3 ”maneghy”
コーヒー2杯分の小銭をカウンターに置いて、背の高い椅子に座る。
クソ、足が地面に届かねぇ。
改めて自分の身長の低さを思い知らされる。
隣に座るエイダは、優雅に脚を組んで頬杖をついていた。
すらっとしたおみ足が、ワンピースから伸びている。
勿論、爪先から踵までをきちんと地面につけていた。
クソ、エイダの癖に生意気な。
脚揉むぞごるぁ。
それにしても、改めてこう思う。
俺は一体何をしているんだと。
この女を文字通り拾ったのは、大体二年程前、まだ俺が大学生をしていた頃だった。
…あの時の俺は本当にどうかしていた。
いや、現在進行形でどうかしている。
なんで俺がこいつの為に大学をやめて、バイトを梯子して(いた)、家計を切り詰めて、そうまでしてコンプレックスを植え付けられなきゃいけないのか。
全くもって、俺には理解しかねる。
まあ、俺がしていることなのだが。
でも、そんなことを考えているうちに、いつの間にか運ばれていたコーヒーを啜る、エイダの幸せそうな顔を見ていると、なるほどわからなくもないような気がしてくる。
まさか二十にして親(?)心を知ることになるとは。
見た目だけでみると、あっちの方が歳上なんだがな。
シャリン。
金属と金属がこすれ合うような音がした。
「冷めるよ?」
店主が、お代を摘まみながら俺に声をかけた。
ああ、そういえば俺はコーヒーを飲みにきていたんだと思い出す。
どうにも俺は考え事をしだすと、周りどころか自分すらも忘れてしまう癖がある。
「それにしても、あんたも可愛い顔して良くやるわねぇ。
また、殴っちゃったんでしょ?」
殴っちゃったんでしょ? というのは、俺がバイトを辞めた理由に対しての、女店主の推測、及びそれの確認だ。

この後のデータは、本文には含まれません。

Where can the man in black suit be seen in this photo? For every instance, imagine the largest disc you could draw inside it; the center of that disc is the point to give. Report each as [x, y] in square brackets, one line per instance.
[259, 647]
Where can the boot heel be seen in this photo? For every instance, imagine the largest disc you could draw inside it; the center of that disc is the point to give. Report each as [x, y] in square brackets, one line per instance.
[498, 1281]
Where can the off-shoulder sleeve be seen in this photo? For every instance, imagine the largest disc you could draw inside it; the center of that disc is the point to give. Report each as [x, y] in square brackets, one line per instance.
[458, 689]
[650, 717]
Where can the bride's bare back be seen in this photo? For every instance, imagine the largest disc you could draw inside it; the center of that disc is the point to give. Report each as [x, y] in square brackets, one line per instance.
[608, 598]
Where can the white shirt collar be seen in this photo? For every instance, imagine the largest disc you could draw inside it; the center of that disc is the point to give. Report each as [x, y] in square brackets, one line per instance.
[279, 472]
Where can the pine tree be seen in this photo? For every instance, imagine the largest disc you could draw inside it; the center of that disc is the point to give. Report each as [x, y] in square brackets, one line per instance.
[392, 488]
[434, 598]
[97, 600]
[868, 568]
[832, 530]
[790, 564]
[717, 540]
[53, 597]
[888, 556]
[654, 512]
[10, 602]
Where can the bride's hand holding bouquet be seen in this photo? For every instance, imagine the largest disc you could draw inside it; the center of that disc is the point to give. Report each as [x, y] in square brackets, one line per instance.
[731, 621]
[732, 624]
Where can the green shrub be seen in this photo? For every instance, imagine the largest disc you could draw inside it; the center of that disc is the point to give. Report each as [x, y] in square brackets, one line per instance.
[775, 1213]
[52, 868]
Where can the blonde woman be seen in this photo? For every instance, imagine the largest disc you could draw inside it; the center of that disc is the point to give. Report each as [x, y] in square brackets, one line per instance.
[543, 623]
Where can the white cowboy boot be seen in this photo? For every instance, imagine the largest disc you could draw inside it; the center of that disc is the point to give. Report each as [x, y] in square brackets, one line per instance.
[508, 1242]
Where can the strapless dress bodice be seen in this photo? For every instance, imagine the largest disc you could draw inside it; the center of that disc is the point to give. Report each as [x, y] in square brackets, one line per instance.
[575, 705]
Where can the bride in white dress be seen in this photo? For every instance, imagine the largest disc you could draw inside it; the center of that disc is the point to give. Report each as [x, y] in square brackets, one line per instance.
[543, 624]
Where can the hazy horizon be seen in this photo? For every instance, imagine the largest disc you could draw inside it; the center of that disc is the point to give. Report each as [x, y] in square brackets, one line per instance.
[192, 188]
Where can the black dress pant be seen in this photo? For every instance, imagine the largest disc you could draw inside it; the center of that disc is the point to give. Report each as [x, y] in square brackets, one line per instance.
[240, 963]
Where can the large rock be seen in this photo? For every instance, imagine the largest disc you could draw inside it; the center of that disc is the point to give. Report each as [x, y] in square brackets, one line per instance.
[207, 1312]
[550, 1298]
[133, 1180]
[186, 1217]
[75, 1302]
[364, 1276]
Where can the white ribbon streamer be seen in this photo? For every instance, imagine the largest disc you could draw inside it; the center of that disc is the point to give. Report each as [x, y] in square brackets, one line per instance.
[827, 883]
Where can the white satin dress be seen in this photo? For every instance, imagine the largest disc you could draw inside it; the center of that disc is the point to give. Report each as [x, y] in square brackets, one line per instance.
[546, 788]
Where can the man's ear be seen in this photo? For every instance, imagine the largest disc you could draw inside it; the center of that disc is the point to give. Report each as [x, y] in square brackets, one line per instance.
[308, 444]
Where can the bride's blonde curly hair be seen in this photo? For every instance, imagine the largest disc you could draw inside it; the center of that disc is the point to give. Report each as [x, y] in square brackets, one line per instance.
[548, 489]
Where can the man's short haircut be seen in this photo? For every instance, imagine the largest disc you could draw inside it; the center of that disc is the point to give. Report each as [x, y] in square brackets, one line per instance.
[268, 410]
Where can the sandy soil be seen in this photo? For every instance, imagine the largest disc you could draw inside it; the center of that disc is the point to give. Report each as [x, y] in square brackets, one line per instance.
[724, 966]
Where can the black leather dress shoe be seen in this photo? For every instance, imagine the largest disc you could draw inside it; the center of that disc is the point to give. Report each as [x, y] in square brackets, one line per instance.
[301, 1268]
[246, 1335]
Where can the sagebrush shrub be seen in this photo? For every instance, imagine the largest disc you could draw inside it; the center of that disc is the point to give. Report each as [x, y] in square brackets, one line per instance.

そういった推測を建てられてしまう程度には、俺は人を殴ってきた。
ある時は、俺の可愛い後輩に寄ってたかって、集団で取って食おうとしたクソ上司どもを殴り、またある時は、誰の口の中に入るともわからない牛丼の中に、日々の鬱憤を込めて痰をぶち込んだクソ同輩を殴り、またまたある時は、ええっとなんだっけな? 兎に角クソ野郎を殴ったりもした。
別に自慢するつもりもないし、誇るつもりもない。
後悔するつもりも懺悔するつもりも謝罪するつもりもないけどな。
しかし、別に殴りたくて殴っているわけではない。
俺だって痛いのはやだし、殴ると俺の手も痛い。
一応毎回、殴る前にはちゃんと話し合いに持ち込んでいるのだ。
俺なりに理屈を考えて、お前のここがこういう風にこういう理由で気に入らないんだけど、と、曲解もされないように、なるべくストレートに伝えてはいるのだ。
なんだがなぁ。
なぜかいつもまともな話し合いにならない。
そんで、結局話し合いで解決するという道は閉ざされてしまうわけだ。
そうなったら、殴るのが一番手っ取り早い。
結果、俺は今回もそんな具合に、バイトを辞めてきてしまったのだった。